It is usually very difficult to succeed in establishing that a Bank owes a general advisory duty to a customer. This is particularly true in the case of company directors who are accustomed to dealing with complex banking transactions and who have access to their own independent advice. This was covered in Cat’s previous post regarding the case of Titan Steel Wheels v RBS and in Liina’s recent coverage of the Grant Estates case.
It is worth bearing in mind that the law relating to an individual’s personal borrowing is quite different. The Financial Service Authority’s Conduct of Business Rules (“COB Rules”) sets the parameters on how a bank should act with individual customers. Section 150 of The Financial Services and Markets Act 2000 (FSMA) allows an individual who has suffered a loss as a result of a breach of these Rules by a bank to sue the bank who provided the advice. It is potentially quite a powerful remedy because it is much more straightforward than overcoming the various legal hurdles of proving a bank acted negligently.
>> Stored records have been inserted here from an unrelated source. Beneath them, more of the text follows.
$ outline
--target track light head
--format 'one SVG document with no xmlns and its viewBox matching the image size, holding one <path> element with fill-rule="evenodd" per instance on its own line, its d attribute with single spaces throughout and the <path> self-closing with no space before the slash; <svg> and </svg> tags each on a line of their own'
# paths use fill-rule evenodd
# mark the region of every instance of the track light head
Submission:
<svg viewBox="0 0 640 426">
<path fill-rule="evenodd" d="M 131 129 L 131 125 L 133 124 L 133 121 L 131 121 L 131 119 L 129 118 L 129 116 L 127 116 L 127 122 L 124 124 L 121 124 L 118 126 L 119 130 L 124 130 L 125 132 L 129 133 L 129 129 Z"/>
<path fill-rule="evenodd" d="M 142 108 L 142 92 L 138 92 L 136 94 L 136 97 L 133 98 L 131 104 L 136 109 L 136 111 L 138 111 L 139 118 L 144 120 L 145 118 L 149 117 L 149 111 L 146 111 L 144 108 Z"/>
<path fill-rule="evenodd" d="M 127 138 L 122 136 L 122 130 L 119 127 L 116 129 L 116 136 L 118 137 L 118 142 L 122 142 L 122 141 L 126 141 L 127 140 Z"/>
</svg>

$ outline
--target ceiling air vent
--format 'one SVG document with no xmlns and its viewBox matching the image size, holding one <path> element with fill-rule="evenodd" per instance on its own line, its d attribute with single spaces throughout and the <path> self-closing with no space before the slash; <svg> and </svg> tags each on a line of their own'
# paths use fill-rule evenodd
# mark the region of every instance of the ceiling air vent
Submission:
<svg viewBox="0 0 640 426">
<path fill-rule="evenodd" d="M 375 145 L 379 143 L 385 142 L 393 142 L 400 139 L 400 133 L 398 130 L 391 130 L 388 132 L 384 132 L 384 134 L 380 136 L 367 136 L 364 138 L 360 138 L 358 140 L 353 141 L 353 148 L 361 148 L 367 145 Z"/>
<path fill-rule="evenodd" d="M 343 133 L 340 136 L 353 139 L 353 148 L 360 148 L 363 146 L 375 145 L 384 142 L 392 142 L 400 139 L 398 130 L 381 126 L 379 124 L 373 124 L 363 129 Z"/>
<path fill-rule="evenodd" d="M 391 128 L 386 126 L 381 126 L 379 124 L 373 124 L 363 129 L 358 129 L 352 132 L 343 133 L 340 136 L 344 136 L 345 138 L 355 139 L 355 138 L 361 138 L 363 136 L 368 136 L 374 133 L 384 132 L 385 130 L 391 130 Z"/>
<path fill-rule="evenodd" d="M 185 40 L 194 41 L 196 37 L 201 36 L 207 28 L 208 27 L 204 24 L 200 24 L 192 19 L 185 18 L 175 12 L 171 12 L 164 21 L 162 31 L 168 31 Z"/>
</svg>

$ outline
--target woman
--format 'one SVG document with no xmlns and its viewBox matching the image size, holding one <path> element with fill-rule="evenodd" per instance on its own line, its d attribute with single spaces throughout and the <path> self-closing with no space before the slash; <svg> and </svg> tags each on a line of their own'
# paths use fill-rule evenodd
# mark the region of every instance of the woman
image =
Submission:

The COB Rules can be found on the FSA’s Handbook website. The Handbooks are divided by lending type. For example, the Mortgage Handbook sets out the rules that lenders must abide by when offering Mortgage finance. These rules state that a lender must conclude, before offering the borrowing, that the customer can afford to enter in to the mortgage contract and that the mortgage contract is appropriate to the needs and circumstances of the customer. A lender who fails to follow these Rules risks liability under section 150 of FSMA.
Although a good starting point for any individual who believes that they have received bad advice from a lender, it is worth noting that the interactions between these rules can become quite complex. Some of the Handbooks even prevent the statutory right to relief under section 150 of FSMA so it is worth examining their terms carefully or seeking advice from your solicitor.